Results are scored 0 → 1. The blend is controlled by two knobs:

  • HYBRID_ALPHA (default 0.7): in non-cross-modal hybrid, the formula is alpha * vector_score + (1 - alpha) * keyword_score. Higher = lean on semantic match more.
  • MMR_LAMBDA (default 0.7): after blending, Maximal Marginal Relevance picks the top-K with a diversity bias. The formula is lambda * relevance - (1 - lambda) * max_similarity_to_already_selected. Lower = more diverse top-K (might miss the second-best answer if it looks too much like the first); higher = more relevance-focused.

You can tweak both via environment variables or librarian config.

What lives where

File What it is
~/.librarian/index.db SQLite database with the FTS5 index, vector embeddings, and document metadata.

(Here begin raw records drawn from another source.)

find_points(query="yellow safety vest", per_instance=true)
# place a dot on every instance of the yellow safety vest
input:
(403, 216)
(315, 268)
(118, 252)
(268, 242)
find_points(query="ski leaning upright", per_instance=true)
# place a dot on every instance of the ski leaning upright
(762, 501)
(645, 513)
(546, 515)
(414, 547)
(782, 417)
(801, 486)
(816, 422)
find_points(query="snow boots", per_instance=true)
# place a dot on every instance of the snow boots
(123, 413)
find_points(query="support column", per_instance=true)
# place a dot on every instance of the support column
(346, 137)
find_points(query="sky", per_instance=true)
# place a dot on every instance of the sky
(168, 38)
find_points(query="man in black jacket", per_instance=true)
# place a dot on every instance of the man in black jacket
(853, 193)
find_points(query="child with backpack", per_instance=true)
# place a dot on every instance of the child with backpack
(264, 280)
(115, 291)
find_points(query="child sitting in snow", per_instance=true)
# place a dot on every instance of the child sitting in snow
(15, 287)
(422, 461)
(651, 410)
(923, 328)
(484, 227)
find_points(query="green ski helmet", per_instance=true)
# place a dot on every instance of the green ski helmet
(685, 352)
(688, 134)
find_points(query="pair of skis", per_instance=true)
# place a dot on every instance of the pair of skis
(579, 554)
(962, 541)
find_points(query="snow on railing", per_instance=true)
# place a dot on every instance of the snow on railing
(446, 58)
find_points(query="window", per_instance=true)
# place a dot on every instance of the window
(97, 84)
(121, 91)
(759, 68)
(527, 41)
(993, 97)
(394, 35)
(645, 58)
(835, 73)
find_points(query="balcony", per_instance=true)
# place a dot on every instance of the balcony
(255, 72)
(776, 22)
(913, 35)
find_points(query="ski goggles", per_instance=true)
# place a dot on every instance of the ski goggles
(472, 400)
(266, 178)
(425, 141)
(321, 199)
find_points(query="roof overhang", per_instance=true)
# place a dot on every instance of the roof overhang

Survives across sessions.
~/.librarian/sources.json The list of registered sources (managed by librarian add / rm).
~/.librarian/documents/ Default location for content created via add_to_library from inside the MCP server (when no directory is given).

Delete index.db and re-run librarian add ... to rebuild from scratch.

MCP under the hood

When an AI assistant calls Agent Library, it speaks the Model Context Protocol — a JSON-RPC convention defined by Anthropic. librarian serve stdio talks MCP over stdin/stdout; librarian serve http talks MCP over HTTP streaming.

The server advertises 9 tools:

Tool Purpose
Librarian_SearchLibrary The main thing — find content
Librarian_ReadFromLibrary Read a full document by path
Librarian_AddToLibrary Save new content into the library
Librarian_UpdateLibraryDoc Replace a document's content
Librarian_RemoveFromLibrary Drop a document from the index
Librarian_ListLibraryContents List indexed documents
Librarian_IndexDirectoryToLibrary Bulk-index a directory
Librarian_GetLibraryOverview Inspect the library (sections / stats / tree)
Librarian_SuggestLibraryLocation Recommend where new content belongs

Each takes typed arguments, returns typed JSON. The MCP host (Claude, Cursor) shows them under the server's name in its tool picker.